(my comment reiterating the answer seemed useful, so I've reproduced it here)
There are "NMDA receptors" in our body. There is not NMDA naturally in our body*. "NMDA receptor" is just a name people gave to one of the receptors that normally binds glutamate. They could have called it something else, like the "slow glu receptor", or "Glutamate Receptor A", but they called it the NMDA receptor because they discovered it was different from other glutamate receptors in that it was activated by a chemical called NMDA in their experiments.
(original answer)
NMDA receptors are in fact glutamate receptors natively: there is no endogenous NMDA*. They are named NMDA receptors because experimentally they were differentiated from other glutamate receptors using the compound NMDA. At first glutamate receptors were known as "NMDA" and "non-NMDA" glutamate receptors, and later the non-NMDA sort were found to be sensitive to AMPA or kainate and named thusly.

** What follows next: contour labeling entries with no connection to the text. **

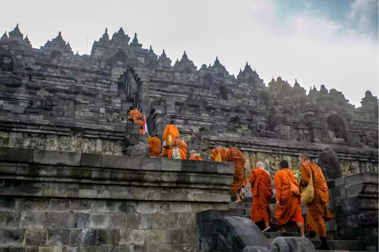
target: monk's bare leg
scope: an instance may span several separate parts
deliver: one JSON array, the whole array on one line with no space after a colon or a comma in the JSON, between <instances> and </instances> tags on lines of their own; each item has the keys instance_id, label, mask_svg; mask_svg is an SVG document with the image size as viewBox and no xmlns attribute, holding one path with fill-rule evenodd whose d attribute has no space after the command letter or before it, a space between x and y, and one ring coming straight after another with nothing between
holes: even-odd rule
<instances>
[{"instance_id":1,"label":"monk's bare leg","mask_svg":"<svg viewBox=\"0 0 379 252\"><path fill-rule=\"evenodd\" d=\"M240 198L240 194L237 193L236 193L236 203L240 203L241 202L241 198Z\"/></svg>"},{"instance_id":2,"label":"monk's bare leg","mask_svg":"<svg viewBox=\"0 0 379 252\"><path fill-rule=\"evenodd\" d=\"M266 227L265 228L265 229L262 230L262 232L265 232L271 228L270 227L270 224L268 223L268 221L265 222L265 226Z\"/></svg>"},{"instance_id":3,"label":"monk's bare leg","mask_svg":"<svg viewBox=\"0 0 379 252\"><path fill-rule=\"evenodd\" d=\"M298 227L300 230L300 237L305 237L305 229L304 228L304 224L301 222L297 222Z\"/></svg>"}]
</instances>

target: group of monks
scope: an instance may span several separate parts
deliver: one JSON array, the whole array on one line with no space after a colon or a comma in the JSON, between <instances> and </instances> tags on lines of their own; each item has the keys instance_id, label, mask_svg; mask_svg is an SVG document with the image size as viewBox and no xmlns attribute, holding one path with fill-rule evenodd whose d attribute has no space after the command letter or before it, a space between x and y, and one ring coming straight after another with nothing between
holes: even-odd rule
<instances>
[{"instance_id":1,"label":"group of monks","mask_svg":"<svg viewBox=\"0 0 379 252\"><path fill-rule=\"evenodd\" d=\"M133 111L132 112L132 111ZM139 113L139 114L138 114ZM129 119L141 125L143 134L143 122L142 114L136 109L131 111ZM142 124L141 124L142 122ZM161 143L158 134L149 137L148 145L150 156L152 157L167 157L169 159L187 159L188 147L180 138L178 128L171 121L163 132ZM161 152L161 146L162 151ZM243 154L238 150L236 145L232 143L229 148L217 145L212 150L210 158L215 162L232 162L234 163L234 174L231 190L236 197L236 202L241 202L246 198L244 187L247 179L245 175L246 159ZM325 222L334 218L329 211L329 190L323 172L317 165L311 162L310 155L303 153L299 157L301 178L299 183L295 178L293 172L288 168L288 162L282 161L280 170L274 177L274 184L276 190L275 216L277 224L280 226L280 233L285 233L285 227L298 227L301 237L305 237L304 219L301 211L300 195L294 193L292 187L298 188L301 192L307 187L310 178L313 179L314 198L310 203L307 203L306 229L308 236L314 237L316 233L321 240L321 246L317 249L328 250L326 242L326 228ZM191 151L188 159L202 160L196 151ZM265 227L263 232L270 229L272 221L269 203L273 197L273 187L271 176L265 170L263 163L258 162L255 169L252 170L249 177L251 184L253 196L251 220L254 222L263 222Z\"/></svg>"},{"instance_id":2,"label":"group of monks","mask_svg":"<svg viewBox=\"0 0 379 252\"><path fill-rule=\"evenodd\" d=\"M293 186L298 187L299 191L307 186L310 177L313 181L314 198L307 205L306 229L308 236L313 238L318 234L321 240L318 250L328 250L326 242L326 227L325 222L334 219L329 211L329 189L321 169L311 162L309 154L303 153L299 157L301 178L298 184L293 172L288 168L288 162L282 161L279 165L280 170L274 176L274 184L276 189L276 203L275 216L277 224L280 227L278 231L285 233L285 227L298 227L301 237L305 237L304 219L301 211L301 201L299 195L294 193ZM270 229L271 221L269 202L273 197L271 176L264 169L263 164L258 162L256 168L252 170L249 180L251 184L253 204L251 220L255 222L264 222L263 232Z\"/></svg>"}]
</instances>

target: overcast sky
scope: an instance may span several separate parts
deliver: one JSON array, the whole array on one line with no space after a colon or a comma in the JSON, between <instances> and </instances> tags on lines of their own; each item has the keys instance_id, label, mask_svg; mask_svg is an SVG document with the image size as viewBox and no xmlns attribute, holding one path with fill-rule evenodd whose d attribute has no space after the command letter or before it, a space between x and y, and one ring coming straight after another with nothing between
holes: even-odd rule
<instances>
[{"instance_id":1,"label":"overcast sky","mask_svg":"<svg viewBox=\"0 0 379 252\"><path fill-rule=\"evenodd\" d=\"M108 28L138 34L173 61L185 50L198 69L216 56L231 74L249 62L266 84L280 76L309 90L342 91L356 107L379 95L379 0L19 0L8 1L0 32L17 23L34 47L59 31L89 53ZM9 8L8 6L9 6ZM4 5L3 5L3 7ZM88 48L87 40L88 39Z\"/></svg>"}]
</instances>

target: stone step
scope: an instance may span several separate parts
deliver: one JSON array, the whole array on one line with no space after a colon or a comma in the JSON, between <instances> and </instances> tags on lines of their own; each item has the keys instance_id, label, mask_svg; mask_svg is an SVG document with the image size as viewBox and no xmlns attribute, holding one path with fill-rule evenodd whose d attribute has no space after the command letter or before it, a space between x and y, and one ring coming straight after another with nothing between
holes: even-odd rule
<instances>
[{"instance_id":1,"label":"stone step","mask_svg":"<svg viewBox=\"0 0 379 252\"><path fill-rule=\"evenodd\" d=\"M296 236L298 236L298 235ZM271 243L275 238L268 238L267 240ZM317 248L321 245L319 240L311 239L315 247ZM365 251L365 245L358 241L345 241L342 240L329 240L328 245L331 250L347 250L349 251Z\"/></svg>"}]
</instances>

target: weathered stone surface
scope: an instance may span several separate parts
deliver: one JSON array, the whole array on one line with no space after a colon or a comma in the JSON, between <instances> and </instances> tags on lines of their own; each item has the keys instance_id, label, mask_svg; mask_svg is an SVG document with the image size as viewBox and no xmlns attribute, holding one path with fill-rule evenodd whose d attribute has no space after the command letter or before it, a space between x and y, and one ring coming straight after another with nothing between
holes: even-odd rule
<instances>
[{"instance_id":1,"label":"weathered stone surface","mask_svg":"<svg viewBox=\"0 0 379 252\"><path fill-rule=\"evenodd\" d=\"M317 165L323 170L327 180L335 179L342 176L340 160L331 148L327 148L318 155Z\"/></svg>"}]
</instances>

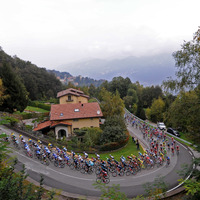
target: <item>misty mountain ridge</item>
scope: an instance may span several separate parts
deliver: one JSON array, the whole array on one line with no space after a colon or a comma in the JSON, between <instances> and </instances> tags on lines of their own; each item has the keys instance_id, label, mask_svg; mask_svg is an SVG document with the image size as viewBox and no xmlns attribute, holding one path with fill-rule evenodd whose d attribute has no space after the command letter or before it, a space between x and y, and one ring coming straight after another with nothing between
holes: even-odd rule
<instances>
[{"instance_id":1,"label":"misty mountain ridge","mask_svg":"<svg viewBox=\"0 0 200 200\"><path fill-rule=\"evenodd\" d=\"M143 85L161 84L167 77L174 77L175 63L171 54L134 57L121 59L90 59L74 62L59 67L74 76L81 75L93 79L111 81L113 77L129 77L132 82L139 81Z\"/></svg>"}]
</instances>

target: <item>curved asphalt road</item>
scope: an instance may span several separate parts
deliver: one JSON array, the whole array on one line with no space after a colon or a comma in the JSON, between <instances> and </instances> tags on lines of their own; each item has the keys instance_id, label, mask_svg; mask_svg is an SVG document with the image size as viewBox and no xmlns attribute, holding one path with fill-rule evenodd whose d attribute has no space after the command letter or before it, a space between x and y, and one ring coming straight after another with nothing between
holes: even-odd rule
<instances>
[{"instance_id":1,"label":"curved asphalt road","mask_svg":"<svg viewBox=\"0 0 200 200\"><path fill-rule=\"evenodd\" d=\"M10 134L11 130L8 128L1 126L1 130L7 134ZM130 135L134 135L137 137L143 145L147 145L147 142L142 139L142 134L138 129L135 129L128 125L128 130ZM17 135L17 133L15 133ZM135 144L133 144L135 145ZM171 189L178 185L178 179L180 176L177 174L177 171L180 171L182 168L182 164L190 165L192 163L192 153L189 149L181 144L180 146L180 154L171 157L171 164L169 167L154 167L151 170L142 170L142 172L138 173L135 176L122 176L122 177L112 177L110 179L110 183L108 185L112 186L113 184L120 184L120 191L124 192L129 198L135 197L137 195L144 194L143 184L146 182L153 182L154 179L160 175L164 176L165 183L168 184L168 189ZM26 171L29 174L29 177L32 179L39 181L40 175L42 174L44 177L44 185L61 189L68 193L79 194L83 196L93 196L98 197L101 195L100 191L95 189L93 183L95 183L96 177L94 174L81 174L78 171L70 170L68 167L64 169L56 168L53 164L49 166L44 166L39 163L35 159L28 158L23 153L23 150L16 151L13 150L11 154L13 156L17 156L19 163L16 166L17 169L21 169L22 163L25 164Z\"/></svg>"}]
</instances>

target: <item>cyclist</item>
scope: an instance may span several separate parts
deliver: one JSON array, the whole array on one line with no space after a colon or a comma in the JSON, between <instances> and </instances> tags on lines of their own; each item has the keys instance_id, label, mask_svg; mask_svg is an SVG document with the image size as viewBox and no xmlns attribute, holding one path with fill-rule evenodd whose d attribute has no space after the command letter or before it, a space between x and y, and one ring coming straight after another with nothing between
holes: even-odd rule
<instances>
[{"instance_id":1,"label":"cyclist","mask_svg":"<svg viewBox=\"0 0 200 200\"><path fill-rule=\"evenodd\" d=\"M49 144L48 144L48 147L49 147L49 148L52 148L52 147L53 147L53 145L52 145L51 143L49 143Z\"/></svg>"},{"instance_id":2,"label":"cyclist","mask_svg":"<svg viewBox=\"0 0 200 200\"><path fill-rule=\"evenodd\" d=\"M177 153L179 153L179 150L180 150L180 148L179 148L179 146L177 145L177 146L176 146L176 151L177 151Z\"/></svg>"},{"instance_id":3,"label":"cyclist","mask_svg":"<svg viewBox=\"0 0 200 200\"><path fill-rule=\"evenodd\" d=\"M167 165L169 165L170 164L170 158L169 158L169 156L167 156Z\"/></svg>"},{"instance_id":4,"label":"cyclist","mask_svg":"<svg viewBox=\"0 0 200 200\"><path fill-rule=\"evenodd\" d=\"M87 159L88 158L88 154L85 151L83 153L85 155L85 159Z\"/></svg>"},{"instance_id":5,"label":"cyclist","mask_svg":"<svg viewBox=\"0 0 200 200\"><path fill-rule=\"evenodd\" d=\"M28 143L31 144L32 143L32 139L29 138L28 139Z\"/></svg>"},{"instance_id":6,"label":"cyclist","mask_svg":"<svg viewBox=\"0 0 200 200\"><path fill-rule=\"evenodd\" d=\"M100 159L100 155L97 154L97 153L95 153L95 155L96 155L96 159L99 160Z\"/></svg>"},{"instance_id":7,"label":"cyclist","mask_svg":"<svg viewBox=\"0 0 200 200\"><path fill-rule=\"evenodd\" d=\"M37 143L38 143L39 145L41 145L41 144L42 144L42 142L41 142L40 140L38 140L38 141L37 141Z\"/></svg>"},{"instance_id":8,"label":"cyclist","mask_svg":"<svg viewBox=\"0 0 200 200\"><path fill-rule=\"evenodd\" d=\"M171 147L172 154L174 155L174 147Z\"/></svg>"},{"instance_id":9,"label":"cyclist","mask_svg":"<svg viewBox=\"0 0 200 200\"><path fill-rule=\"evenodd\" d=\"M24 138L23 138L23 135L19 135L19 139L20 139L21 142L22 142L22 140L24 139Z\"/></svg>"}]
</instances>

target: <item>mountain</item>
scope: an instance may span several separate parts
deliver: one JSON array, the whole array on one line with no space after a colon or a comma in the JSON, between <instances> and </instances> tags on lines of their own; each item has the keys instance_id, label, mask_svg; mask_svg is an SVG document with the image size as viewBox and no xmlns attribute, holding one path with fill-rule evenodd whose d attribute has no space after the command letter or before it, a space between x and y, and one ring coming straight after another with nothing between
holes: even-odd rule
<instances>
[{"instance_id":1,"label":"mountain","mask_svg":"<svg viewBox=\"0 0 200 200\"><path fill-rule=\"evenodd\" d=\"M94 80L93 78L89 77L82 77L79 76L72 76L68 72L60 72L57 70L48 70L50 73L54 73L56 77L65 85L67 85L69 82L72 83L75 86L90 86L93 84L95 87L100 86L105 80Z\"/></svg>"},{"instance_id":2,"label":"mountain","mask_svg":"<svg viewBox=\"0 0 200 200\"><path fill-rule=\"evenodd\" d=\"M4 64L10 65L16 76L20 77L31 100L55 98L57 92L63 89L62 83L53 73L49 73L45 68L39 68L30 61L24 61L17 56L11 57L0 48L0 68ZM10 80L11 83L12 80Z\"/></svg>"},{"instance_id":3,"label":"mountain","mask_svg":"<svg viewBox=\"0 0 200 200\"><path fill-rule=\"evenodd\" d=\"M170 54L146 57L126 57L123 59L91 59L84 62L62 65L65 71L74 75L112 80L113 77L129 77L132 82L143 85L161 84L167 77L174 76L175 64Z\"/></svg>"}]
</instances>

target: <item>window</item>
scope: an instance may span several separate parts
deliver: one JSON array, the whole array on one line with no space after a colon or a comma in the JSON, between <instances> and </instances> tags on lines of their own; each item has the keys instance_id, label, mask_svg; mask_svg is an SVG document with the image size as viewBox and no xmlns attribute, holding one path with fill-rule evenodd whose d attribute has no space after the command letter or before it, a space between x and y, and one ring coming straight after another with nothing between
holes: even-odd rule
<instances>
[{"instance_id":1,"label":"window","mask_svg":"<svg viewBox=\"0 0 200 200\"><path fill-rule=\"evenodd\" d=\"M71 96L71 95L68 95L68 96L67 96L66 102L70 102L70 101L73 101L73 99L72 99L72 96Z\"/></svg>"},{"instance_id":2,"label":"window","mask_svg":"<svg viewBox=\"0 0 200 200\"><path fill-rule=\"evenodd\" d=\"M72 96L68 96L68 101L71 101L72 100Z\"/></svg>"}]
</instances>

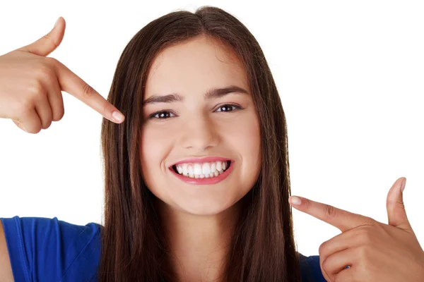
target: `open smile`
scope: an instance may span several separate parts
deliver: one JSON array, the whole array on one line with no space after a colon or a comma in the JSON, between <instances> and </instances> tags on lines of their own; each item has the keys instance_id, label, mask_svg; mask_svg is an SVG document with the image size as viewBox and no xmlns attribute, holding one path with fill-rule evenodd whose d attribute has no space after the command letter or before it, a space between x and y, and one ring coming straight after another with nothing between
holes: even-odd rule
<instances>
[{"instance_id":1,"label":"open smile","mask_svg":"<svg viewBox=\"0 0 424 282\"><path fill-rule=\"evenodd\" d=\"M177 164L170 170L189 184L215 184L225 179L232 171L234 161L225 160L204 163Z\"/></svg>"}]
</instances>

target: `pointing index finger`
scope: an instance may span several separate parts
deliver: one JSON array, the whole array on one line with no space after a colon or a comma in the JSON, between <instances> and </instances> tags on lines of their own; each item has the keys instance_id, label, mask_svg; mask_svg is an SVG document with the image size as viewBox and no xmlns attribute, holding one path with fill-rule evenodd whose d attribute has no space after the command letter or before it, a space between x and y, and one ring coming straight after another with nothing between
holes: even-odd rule
<instances>
[{"instance_id":1,"label":"pointing index finger","mask_svg":"<svg viewBox=\"0 0 424 282\"><path fill-rule=\"evenodd\" d=\"M300 204L292 204L293 207L300 212L332 225L341 232L368 224L373 221L372 219L361 214L354 214L305 197L296 197L300 198L302 202Z\"/></svg>"},{"instance_id":2,"label":"pointing index finger","mask_svg":"<svg viewBox=\"0 0 424 282\"><path fill-rule=\"evenodd\" d=\"M117 108L65 65L57 60L55 62L57 62L54 63L57 80L63 91L73 95L114 123L120 123L124 121L124 115Z\"/></svg>"}]
</instances>

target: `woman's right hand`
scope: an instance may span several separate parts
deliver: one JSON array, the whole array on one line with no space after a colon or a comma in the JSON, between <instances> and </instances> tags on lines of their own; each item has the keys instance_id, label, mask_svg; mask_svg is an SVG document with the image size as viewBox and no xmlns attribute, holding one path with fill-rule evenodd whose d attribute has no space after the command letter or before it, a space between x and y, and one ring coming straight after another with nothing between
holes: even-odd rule
<instances>
[{"instance_id":1,"label":"woman's right hand","mask_svg":"<svg viewBox=\"0 0 424 282\"><path fill-rule=\"evenodd\" d=\"M61 91L66 92L108 120L117 111L113 105L66 66L47 57L61 42L65 20L36 42L0 56L0 118L10 118L29 133L47 129L64 116Z\"/></svg>"}]
</instances>

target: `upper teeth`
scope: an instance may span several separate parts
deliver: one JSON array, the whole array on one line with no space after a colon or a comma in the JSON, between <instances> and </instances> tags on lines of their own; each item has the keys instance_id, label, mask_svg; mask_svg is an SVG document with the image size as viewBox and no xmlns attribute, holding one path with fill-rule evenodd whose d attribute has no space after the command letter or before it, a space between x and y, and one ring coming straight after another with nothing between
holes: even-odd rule
<instances>
[{"instance_id":1,"label":"upper teeth","mask_svg":"<svg viewBox=\"0 0 424 282\"><path fill-rule=\"evenodd\" d=\"M218 176L227 168L227 161L207 163L184 163L176 164L177 171L184 176L201 177Z\"/></svg>"}]
</instances>

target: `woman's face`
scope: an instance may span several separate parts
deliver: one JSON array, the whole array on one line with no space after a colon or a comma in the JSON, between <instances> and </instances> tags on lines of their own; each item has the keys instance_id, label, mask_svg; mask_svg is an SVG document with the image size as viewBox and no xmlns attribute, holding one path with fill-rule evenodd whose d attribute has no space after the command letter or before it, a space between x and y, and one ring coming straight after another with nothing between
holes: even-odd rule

Many other receptors are named this way: the nicotinic acetylcholine receptor is the receptor that nicotine is an agonist at, but the endogenous ligand is acetylcholine; muscarine is an agonist to the muscarinic acetylcholine receptor but the endogenous ligand is acetylcholine.
Watkins, J. C., & Jane, D. E. (2006). The glutamate story. British journal of pharmacology, 147(S1), S100-S108.
*In the comments, @gilleain pointed out some research suggesting that NMDA does exist endogenously, although in fairly specific areas and not disputing that glutamate is the primary endogenous agonist for NMDA receptors. This work was long after the NMDA-sensitive glutamate receptor was discovered and named, but is some interesting trivia nonetheless.